How to accurately report how much world space is seen by the bounds of the camera

I have an accurate Earth in my scene. What I'm trying to do is make a script that accurately reports how much of the earth that the camera is seeing. For instance, when fully zoomed out, the script would report 6378137m x 6378137m. When the camera is zoomed in to say, Iceland, it would say 101,826m x 101,826m, or however much of that area is within the viewport. Any ideas on how to do this? Thanks.

 

If you know the visible area when fully zoomed out and the visible area when fully zoomed in, couldn't you use InverseLerp to calculate the visible area for any given zoom value?

 

You could try casting 4 raycasts from the position of the camera, based on the FOV and so on, such that these raycasts accurately represent the 4 lines that represent the cameras field of vision in the editor.

When zoomed in you now get 4 collision points on a sphere - or a rectangle, depending on how you wanna look at it and use it. Using these points, you should be able to calculate the area between them using math.

The only thing you need to find some workaround for is when you are zoomed out so much that one or more raycasts do not hit the sphere. In this case you'd have to somehow calculate or approximate how much of your FOV is covered by the sphere, so you can get your results based on that. I believe you can get the pixels an object takes up on the screen somehow in shaders, so it's probably doable.

 

Thanks for the idea, decided to try this out. I looked up the area of a rectangle overlayed on a sphere, and came out with

Code (CSharp):

1. area = 4 * Mathf.Asin(Mathf.Tan(length / 2) * Mathf.Tan(width / 2));

So the final code is

Code (CSharp):

1.  
2. topRight = Camera.main.ViewportPointToRay(new Vector3(1, 0, 0));
3. botLeft = Camera.main.ViewportPointToRay(new Vector3(0, 1, 0));
4. if (Physics.Raycast(topRight, out hitTR) && Physics.Raycast(botLeft, out hitBL))
5. {
6.     length = Mathf.Abs(hitBL.point.x - hitTR.point.x);
7.     width = Mathf.Abs(hitTR.point.y - hitBL.point.y);
8.     area = 4 * Mathf.Asin(Mathf.Tan(length / 2) * Mathf.Tan(width / 2));
9. }

But the values I'm getting seem wildly inaccurate.

 

Define wildly inaccurate? Too high, too low, by how much? Would be helpful when thinking about what's going wrong. Keep in mind that the area of this square on a sphere is a bit bigger than the area on a flat map would be, so if it's a couple percent off (rather than orders of magnitude), this may explain it.

Did you draw a rectangle using your two points?

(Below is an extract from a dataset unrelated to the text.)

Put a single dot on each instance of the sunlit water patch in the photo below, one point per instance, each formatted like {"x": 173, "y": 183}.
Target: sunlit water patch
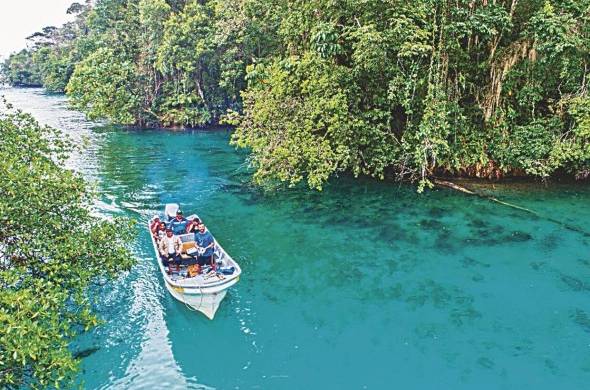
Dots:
{"x": 364, "y": 285}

That way you can check that you got the rays right.

Also, i believe you actually need 4 points since your camera may be rotated, which would lead you to calculate a different area than what you'd expect, wouldnt it? Imagine rotating the camera in your head. The y-distance (or width) between your points gets smaller, which decreases the overall area if i'm not missing anything here.

Keep in mind you can calculate the distance between two vectors by using Vector3.Distance.

 

So by wildly inaccurate, I mean when the camera is directly over China, it measures the distance it's seeing as 151.5287 meters. When zoomed out a bit more, it comes to 127.735 meters somehow. Zooming out a bit more gives me NaN.
Also I'm not sure how I would utilize all four points. Subtracting minX from maxX should get me the length, and subtracting minY from maxY should get me the width. That should only take two points. What would I use the other two for?

 

Sorry for this late answer.

First of all, you should either use a double or, if decimal precision is not required, an int to save your area. Floats basically only have 7 digits with a dynamically placed decimal point, so it may eventually overflow or return NaN or whatever, with numbers in your expected size.

As for the second point, imagine your camera-view to be this rectangle:

Let's say for convenience that the old distance between x1 and x3 (length) was 20, and the old distance between y1 and y3 (width) was 10. Now that we rotated it, the distance between x1 and x3 became a lot shorter, while the other distance changed as well. This should cause problems, since we could theoretically keep rotating it until x1 and x3 have a distance of 0 (because they are above each other, but on the same x coordinate).
That means the distance between y1 and y3 would now be the diagonal of the rectangle, which for the example values of length/width = 20/10 should be something like ~22. For the normal rectangle area calculation with length*width, this would result in 0*22 = 0, instead of the expected 200 we'd get with 20*10.

Using the distance (Vector3.Distance) between (x1,y1) and (x2, y2) and well as (x4, y4) would net you the expected results of 20 and 10 for length and width, which would then result in 20*10 = 200 area.

Other than that, i'd use width*length for a good approximation first, until we got the result right. Then you can try and calculate the actual area on a sphere, since i'm horrible at trigonometry and cant tell if the foruma you are using returnt the right result.